The paper covers, in plain language, types of threats, secure
home networking practices, and describes the basic home network
security toolkit every home user should have.
CTOMentor is also offering a two-part white paper on peer-to-peer
technology: Peer-to-Peer Computing and Business Networks:
More Than Meets the Ear. Part 1, What is P2P?, is
available for free on the CTOMentor Web
site. Part 2, How Are Businesses Using P2P?, is available for $50.
CTOMentor
- Kmart Supply Chain at Fault: Kmart CEO
Chuck Conaway blamed many of Kmart's problems on its supply
chain. In September, Kmart wrote off $130 million for supply
chain hardware and software and another $65 million for replacing
two distribution centers.
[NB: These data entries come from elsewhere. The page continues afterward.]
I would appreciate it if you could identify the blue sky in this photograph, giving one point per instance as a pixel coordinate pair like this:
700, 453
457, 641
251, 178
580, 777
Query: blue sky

It didn’t help them avoid bankruptcy
court. Nonetheless, Kmart plans
to spend $1.7 billion or so on a project to improve the flow
of goods to store shelves.
Internet Week
- Defacement Tracking
Site Owner Steps Aside: The operator
of a great resource for keeping tabs on Web site defacements
(changes in Web pages caused by cybercriminals) is calling it
quits. The Alldas.de Web site, which archives copies of defaced
Web pages, announced that its founder would be retiring and
the site moved to a new domain. Stefan Wagner said that dealing
with system administrators who blamed Alldas.de for their defaced sites, denial-of-service
attacks launched against his site, and a lack of a social life
made him hang up his spurs. The site will move to Alldas.org
in early March and be run by two staffers and volunteers.